Sotheby’s smashed the auction record for a work by Yoshitomo Nara.

Wallace Ludel
Oct 7, 2019 4:23PM, via Sotheby’s

Yoshitomo Nara, Knife Behind Back, 2000. Courtesy Sotheby’s.

With protests raging just outside of the auction house, a monumental painting titled Knife Behind Back (2000) by the Japanese artist Yoshitomo Nara sold at Sotheby’s in Hong Kong on Sunday for HK$195,696,000, or US$24.9 million, eclipsing the artist’s previous auction record of $4.4 million set at Christie’s in May of this year. Measuring more than seven feet by six feet, Knife Behind Back was the largest work by Nara ever sold at auction. The lot, which arrived at the auction block with an on-request pre-sale estimate of more than HK$50 million ($6.4 million), was eventually won after a 10-minute battle between 6 phone bidders.

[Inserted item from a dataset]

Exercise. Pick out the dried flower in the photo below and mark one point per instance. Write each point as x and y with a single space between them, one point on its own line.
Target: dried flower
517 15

The painting was executed in a pivotal year for the artist—he had been living in Germany since 1988, and 2000 was the year he returned to Japan. It’s also an early work in what is now considered to be the painter’s signature style. The consigner purchased it from Nara’s longtime gallery Blum & Poe.

Liu Ye, Smoke, 2001–02. Courtesy Sotheby’s

Nara’s painting was the biggest lot what was a successful sale for Sotheby’s. The 34-lot evening sale of contemporary art brought in a total of HK$538 million (US$68.6 million), far greater than its pre-sale high estimate of HK$408m (US$52 million). An auction record was also set for Chinese painter Liu Ye, whose work Smoke (2001–02) sold for HK$52 million (US$6.6 million), surpassing his previous high mark of $5.5 million, which was also set at Sotheby’s Hong Kong in 2013.